4. Kurtosis (4th Moment : E[(X−μ)4])
Measures the "fatness" or "thinness" of the tails or the concentration of values around the mean. Fatness and thinness are relative words, one can be called fat or thin only in comparision to something else, In this case, the relative fatness or thinness is measured in comparison to a "Normal" distribution.
- High kurtosis (Leptokurtosis): Heavy tails (outliers). Most of the data lies either around the mean or in the tails, much less data lie at a medium distance from the mean when compared to a "Normal" distribution.

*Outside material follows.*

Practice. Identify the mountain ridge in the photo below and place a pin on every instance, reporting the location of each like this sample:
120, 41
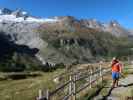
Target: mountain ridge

- Low kurtosis (Platykurtosis): Light tails. Much less data lies around the mean and in the tails whereas much more data lie at a medium distance from the mean when compared to a "Normal" distribution
- Medium kurtosis (Mesokurtosis): Average tails. as much data lies around the mean, in the tails and at a medium distance from the mean as in a "Normal" distribution

Standardized Moments
To make moments dimensionless and easier to compare across distributions, standardized moments are used. They are defined as:
μ~n = μn / σn
where σ is the standard deviation.
- Standardized Skewness: μ3 = E[(X−μ)3] / σ3
- Standardized Kurtosis: μ4 = E[(X−μ)4] / σ4
Applications of Moments
- Descriptive Statistics: Understanding the shape of the distribution (mean, variance, skewness, kurtosis).
- Statistical Inference: Estimating population parameters.
- Machine Learning: Feature engineering and data transformation.
- Financial Analytics: Analyzing returns and risk.